The fear of the aggressiveness of an independent German great power, which is no longer part of an alliance of other powerful states, is also often raised against an exit. The idea, however, that German imperialism would be ensnared by membership of the Western alliance of aggression led by the United States seems rather absurd. As the development since the annexation of the former GDR shows, NATO was and is the indispensable framework for the development of the reunited Germany into a “normal” military superpower. It was the NATO war against Yugoslavia, in which it was able to give up its previous restraint and actively participate in a war again for the first time after 1945, and the war in Afghanistan again enabled the German armed forces to gain their first practical combat experience. Outside NATO, the Bundeswehr would have barely gone beyond Blue Helmet missions in unnations missions to date.

It is true that the ruling circles are endeavouring to develop a second pillar through the establishment of independent military structures of the EU. Nevertheless, the possibilities of using military means to assert their own interests would be quite limited for the foreseeable future after a break-up from the US-dominated camp. Not only in Washington, but also in the capitals of the other Western European powers, German politics would be extremely suspicious.

Above all, an exit would not be in isolation from the other political developments in the country. If the left and peace-moving forces will ever be so strong as to put it on the agenda, they will certainly also have the power to push back German militarism, enforce disarmament steps and limit the Bundeswehr’s ability to intervene. And, of course, in addition to leaving NATO, the withdrawal from the EU’s military structures would also be on the agenda.

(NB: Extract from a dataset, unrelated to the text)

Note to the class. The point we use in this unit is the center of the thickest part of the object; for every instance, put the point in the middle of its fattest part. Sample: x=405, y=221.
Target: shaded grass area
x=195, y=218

In June 2016, the DIE LINKE Group tabled a motion in the Bundestag to “replace NATO with a collective system for peace and security in Europe, including Russia”. As a first step in this path, it calls for “the withdrawal from NATO’s military and command structures” and the termination of the NATO troop statute, as well as an agreement with the US, Great Britain and France on the withdrawal of their troops from Germany. Restricting it to withdrawal from military integration would not simply leave NATO to its own devices, according to the left-wing group, but would allow Berlin to continue to influence NATO’s decisions. It also sounds more realistic, since there are already precedents for such a move: in 1966 Charles de Gaulle had declared such an exit, Greece followed in 1974 and Spain in 1982. This led to some turbulence in the alliance, but did not lead to a break between these states and the United States and the other states of the alliance. All three, however, continued to support the US course politically during this period and later rejoined fully (Greece 1980, Spain in 1999 and France in 2009). This already shows the limitations of such a measure. Moreover, the idea that a military-disembarked Germany could moderate NATO’s war policy seems rather naive.

As a first step towards a complete withdrawal, coupled with the termination of the agreements that allow foreign troops to use military bases on German territory, leaving the military structures would, of course, be a huge success. In this sense, the initiative of the Left Group is to be welcomed. Nevertheless, the peace movement should continue to be consistent and easier to convey “get out of NATO”.